What do Sheep and Shepherds Get Out of the Deal?

Except for a free lunch, the first advantages to sheep are shade and land to graze. The land is dear, particularly near cities, limiting a ranch’s ability to expand. By utilizing the land allotted to solar farming, sheep ranchers have room to expand their flocks while making a profit.

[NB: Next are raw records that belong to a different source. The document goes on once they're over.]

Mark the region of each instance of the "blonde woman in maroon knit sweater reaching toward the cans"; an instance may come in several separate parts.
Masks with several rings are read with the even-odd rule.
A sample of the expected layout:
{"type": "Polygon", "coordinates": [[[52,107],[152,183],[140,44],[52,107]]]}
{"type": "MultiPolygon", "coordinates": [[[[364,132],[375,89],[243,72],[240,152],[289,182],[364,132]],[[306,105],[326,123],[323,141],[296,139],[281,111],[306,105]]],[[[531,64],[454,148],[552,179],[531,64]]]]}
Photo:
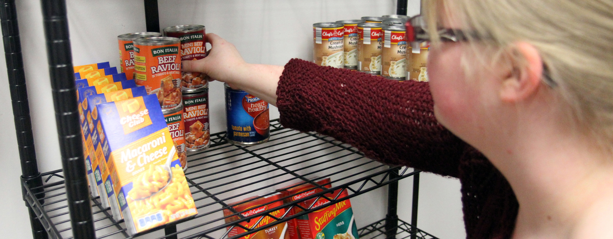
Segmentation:
{"type": "Polygon", "coordinates": [[[425,9],[430,83],[246,64],[215,34],[183,68],[278,106],[285,127],[458,177],[468,238],[613,238],[613,1],[425,9]]]}

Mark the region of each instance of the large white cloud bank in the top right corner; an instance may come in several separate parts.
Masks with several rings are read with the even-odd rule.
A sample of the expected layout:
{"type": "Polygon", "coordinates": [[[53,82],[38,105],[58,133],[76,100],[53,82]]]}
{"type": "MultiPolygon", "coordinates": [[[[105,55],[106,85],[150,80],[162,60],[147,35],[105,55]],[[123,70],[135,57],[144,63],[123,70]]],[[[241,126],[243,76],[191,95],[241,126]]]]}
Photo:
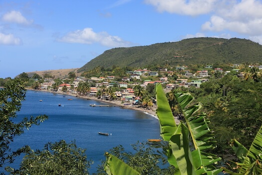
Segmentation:
{"type": "Polygon", "coordinates": [[[262,35],[262,2],[242,0],[219,8],[217,14],[202,25],[203,30],[230,30],[252,36],[262,35]]]}

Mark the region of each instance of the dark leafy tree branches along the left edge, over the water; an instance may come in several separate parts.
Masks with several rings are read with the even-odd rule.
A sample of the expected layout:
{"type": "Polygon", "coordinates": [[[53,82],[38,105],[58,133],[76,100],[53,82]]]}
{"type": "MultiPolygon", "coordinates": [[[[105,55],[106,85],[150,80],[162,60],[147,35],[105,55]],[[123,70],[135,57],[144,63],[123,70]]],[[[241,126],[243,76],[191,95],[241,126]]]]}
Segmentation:
{"type": "Polygon", "coordinates": [[[19,122],[13,122],[16,112],[20,110],[21,101],[25,97],[25,82],[21,79],[8,80],[3,89],[0,89],[0,167],[5,162],[13,162],[15,156],[26,152],[27,146],[18,150],[9,152],[9,144],[16,135],[23,133],[24,129],[28,129],[33,124],[39,124],[47,119],[46,115],[36,117],[24,117],[19,122]]]}

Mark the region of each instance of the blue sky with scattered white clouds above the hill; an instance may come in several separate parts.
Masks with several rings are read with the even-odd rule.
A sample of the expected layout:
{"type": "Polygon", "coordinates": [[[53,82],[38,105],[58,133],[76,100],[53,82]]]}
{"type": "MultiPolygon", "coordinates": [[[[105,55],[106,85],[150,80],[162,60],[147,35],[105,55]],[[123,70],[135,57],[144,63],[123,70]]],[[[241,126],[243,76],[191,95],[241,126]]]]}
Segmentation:
{"type": "Polygon", "coordinates": [[[0,0],[0,78],[192,37],[262,44],[261,9],[262,0],[0,0]]]}

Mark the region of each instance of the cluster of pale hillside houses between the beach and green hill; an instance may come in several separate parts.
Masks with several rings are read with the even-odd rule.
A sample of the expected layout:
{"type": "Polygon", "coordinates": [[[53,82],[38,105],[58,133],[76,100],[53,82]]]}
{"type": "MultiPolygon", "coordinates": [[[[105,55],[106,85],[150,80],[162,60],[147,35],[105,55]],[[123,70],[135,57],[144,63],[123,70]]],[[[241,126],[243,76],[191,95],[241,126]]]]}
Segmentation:
{"type": "MultiPolygon", "coordinates": [[[[259,69],[262,69],[262,65],[258,67],[259,69]]],[[[87,81],[95,84],[94,87],[90,87],[89,95],[96,95],[97,91],[100,89],[101,86],[105,86],[105,87],[118,86],[123,88],[121,88],[122,89],[121,91],[115,92],[115,94],[118,98],[125,100],[134,97],[134,90],[132,87],[136,85],[146,87],[148,84],[162,83],[166,85],[166,91],[170,91],[174,88],[181,87],[181,86],[200,87],[201,83],[209,80],[208,79],[208,77],[210,76],[209,70],[212,70],[214,72],[221,72],[224,74],[227,74],[231,71],[238,72],[240,70],[240,69],[232,69],[231,71],[224,71],[222,68],[219,67],[213,68],[212,65],[207,65],[205,68],[206,69],[197,71],[195,73],[192,73],[187,66],[178,66],[175,68],[176,69],[175,71],[168,70],[167,68],[160,68],[159,71],[151,71],[146,68],[138,69],[134,71],[127,71],[126,74],[128,76],[122,77],[121,81],[116,81],[115,76],[113,75],[109,75],[107,77],[90,77],[90,78],[76,77],[74,81],[70,84],[68,83],[60,84],[58,87],[58,91],[62,91],[62,88],[65,86],[67,88],[67,91],[71,93],[77,93],[75,89],[77,88],[79,82],[87,81]],[[169,79],[171,79],[171,77],[174,74],[178,75],[178,78],[175,81],[173,80],[173,82],[171,83],[169,79]],[[155,79],[158,80],[153,81],[153,80],[145,79],[148,76],[156,76],[157,78],[155,79]]],[[[52,86],[53,83],[54,83],[53,78],[45,78],[44,82],[41,83],[40,88],[47,90],[52,86]]]]}

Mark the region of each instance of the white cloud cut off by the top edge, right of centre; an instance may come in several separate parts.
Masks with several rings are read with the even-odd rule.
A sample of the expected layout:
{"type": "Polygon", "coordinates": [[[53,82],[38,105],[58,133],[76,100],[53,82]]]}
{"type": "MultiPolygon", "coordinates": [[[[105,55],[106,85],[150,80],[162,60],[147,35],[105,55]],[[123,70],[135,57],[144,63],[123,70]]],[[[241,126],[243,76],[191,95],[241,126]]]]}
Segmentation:
{"type": "Polygon", "coordinates": [[[206,14],[212,11],[218,0],[144,0],[154,5],[160,12],[170,12],[185,15],[206,14]]]}

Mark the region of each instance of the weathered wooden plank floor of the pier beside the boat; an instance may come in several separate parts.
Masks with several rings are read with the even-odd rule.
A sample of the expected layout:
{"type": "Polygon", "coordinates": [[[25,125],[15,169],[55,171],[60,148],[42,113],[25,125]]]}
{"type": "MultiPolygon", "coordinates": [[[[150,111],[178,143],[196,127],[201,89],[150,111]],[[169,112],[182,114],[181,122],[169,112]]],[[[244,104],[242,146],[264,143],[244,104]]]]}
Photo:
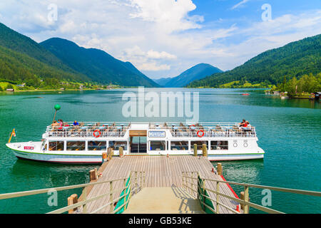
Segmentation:
{"type": "MultiPolygon", "coordinates": [[[[200,177],[211,180],[223,181],[222,176],[216,174],[216,170],[210,163],[207,157],[203,156],[192,156],[192,155],[128,155],[125,157],[113,157],[108,162],[104,162],[101,168],[98,170],[98,180],[93,180],[93,182],[106,182],[101,185],[94,185],[86,187],[86,199],[91,199],[103,195],[105,192],[112,192],[112,194],[106,195],[99,200],[89,202],[86,204],[86,213],[110,213],[116,204],[112,206],[108,205],[104,207],[103,205],[108,204],[108,202],[113,201],[121,194],[121,188],[126,185],[125,179],[128,177],[129,173],[132,173],[134,187],[136,191],[133,191],[133,195],[143,188],[172,188],[175,192],[176,190],[185,190],[185,194],[194,197],[198,197],[197,176],[194,179],[183,180],[183,172],[190,173],[190,177],[193,177],[193,173],[197,173],[200,177]],[[137,172],[144,172],[144,176],[138,176],[135,179],[135,174],[137,172]],[[193,173],[192,173],[193,172],[193,173]],[[115,182],[107,182],[108,180],[116,180],[115,182]],[[145,185],[142,186],[145,182],[145,185]],[[185,188],[184,188],[185,187],[185,188]],[[193,189],[196,189],[196,191],[193,189]],[[112,208],[111,208],[112,207],[112,208]]],[[[217,190],[217,182],[205,182],[205,187],[209,190],[217,190]]],[[[235,198],[235,193],[228,186],[228,184],[220,183],[219,191],[224,195],[235,198]]],[[[132,196],[133,196],[132,195],[132,196]]],[[[221,204],[224,204],[230,209],[239,209],[239,203],[235,202],[232,198],[227,198],[223,196],[217,196],[215,193],[208,191],[208,195],[212,199],[219,199],[221,204]]],[[[157,195],[155,195],[157,197],[157,195]]],[[[81,195],[79,201],[84,200],[84,196],[81,195]]],[[[164,201],[166,199],[163,199],[164,201]]],[[[170,199],[169,199],[170,200],[170,199]]],[[[212,200],[213,201],[213,200],[212,200]]],[[[183,198],[182,198],[183,202],[183,198]]],[[[230,209],[218,206],[220,213],[229,214],[233,213],[230,209]]],[[[213,202],[215,205],[215,202],[213,202]]],[[[131,206],[131,202],[129,202],[131,206]]],[[[83,212],[82,208],[78,209],[78,213],[83,212]]],[[[156,213],[157,211],[155,211],[156,213]]],[[[182,213],[183,210],[178,210],[178,213],[182,213]]],[[[242,213],[243,211],[240,210],[242,213]]],[[[153,213],[153,212],[151,212],[153,213]]],[[[173,211],[171,211],[173,213],[173,211]]]]}

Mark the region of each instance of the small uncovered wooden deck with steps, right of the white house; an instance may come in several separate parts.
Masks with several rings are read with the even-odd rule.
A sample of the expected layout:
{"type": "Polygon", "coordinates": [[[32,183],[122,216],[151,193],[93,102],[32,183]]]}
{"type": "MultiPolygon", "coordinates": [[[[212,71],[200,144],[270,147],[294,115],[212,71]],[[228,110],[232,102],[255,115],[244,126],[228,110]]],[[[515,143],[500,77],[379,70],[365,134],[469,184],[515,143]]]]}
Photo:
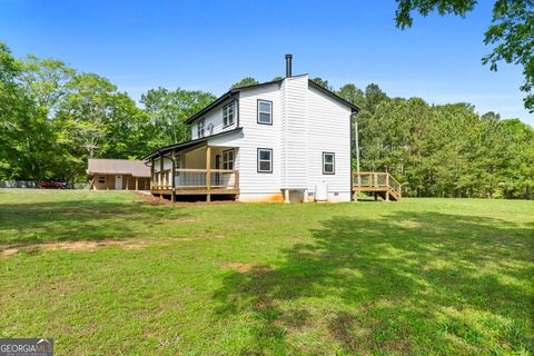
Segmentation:
{"type": "Polygon", "coordinates": [[[360,191],[370,192],[375,198],[379,196],[387,201],[398,201],[402,198],[400,184],[388,172],[353,172],[353,191],[356,200],[360,191]]]}

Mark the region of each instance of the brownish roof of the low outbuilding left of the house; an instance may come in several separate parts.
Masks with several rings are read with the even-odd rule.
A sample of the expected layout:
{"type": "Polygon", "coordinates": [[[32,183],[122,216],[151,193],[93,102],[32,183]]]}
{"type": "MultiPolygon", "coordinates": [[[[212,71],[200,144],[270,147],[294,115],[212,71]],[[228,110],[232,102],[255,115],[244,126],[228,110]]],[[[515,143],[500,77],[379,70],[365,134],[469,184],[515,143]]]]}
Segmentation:
{"type": "Polygon", "coordinates": [[[101,174],[150,177],[150,167],[147,167],[142,160],[89,158],[87,172],[89,175],[101,174]]]}

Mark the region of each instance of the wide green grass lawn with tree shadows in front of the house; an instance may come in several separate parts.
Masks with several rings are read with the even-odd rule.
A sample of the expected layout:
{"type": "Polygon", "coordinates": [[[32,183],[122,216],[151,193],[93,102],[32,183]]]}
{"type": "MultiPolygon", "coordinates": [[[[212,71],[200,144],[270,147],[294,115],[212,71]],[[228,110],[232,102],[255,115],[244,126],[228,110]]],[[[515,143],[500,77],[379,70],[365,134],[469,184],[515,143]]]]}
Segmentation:
{"type": "Polygon", "coordinates": [[[0,189],[0,337],[57,355],[534,352],[534,201],[0,189]]]}

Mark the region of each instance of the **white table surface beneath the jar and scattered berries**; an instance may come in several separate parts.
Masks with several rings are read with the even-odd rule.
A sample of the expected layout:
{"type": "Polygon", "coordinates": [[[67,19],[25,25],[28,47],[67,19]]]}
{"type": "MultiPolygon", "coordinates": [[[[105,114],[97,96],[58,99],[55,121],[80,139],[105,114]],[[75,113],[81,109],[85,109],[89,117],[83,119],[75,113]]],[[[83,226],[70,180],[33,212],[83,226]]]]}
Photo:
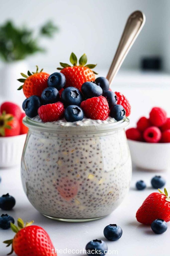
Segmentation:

This is especially vital because the capital regions of Alberta, Saskatchewan, and Manitoba occur to sit down in the very best irradiance bubble in Canada, with a mean PV potential of between 1200 and 1400 kWh/kWp, in keeping with Natural Resources Canada. Meanwhile, the sheep profit from the numerous shade provided by large-scale solar farms. During intense heat waves just like the heat dome of last yr, the shaded areas are likely to have more fertile undergrowth for flocks to dine on, while also keeping the animals at an inexpensive temperature away from the glaring sunlight.

Added Advantages

In a harmonious natural cycle, sheep manure helps fertilize the grass beneath the modules, improving future growth. With a flock of 1200 sheep, the Claresholm Solar Project, producing 132 MW for 33, 000 Alberta homes, was in a position to mow roughly 300-400 acres per 30 days with an arrangement of pens the herd rotates through.

Since mutton continues to be an unusual menu item, this can be a market sheepherders can exploit while helping protect solar panels from the drawbacks of riskier overgrowth management solutions.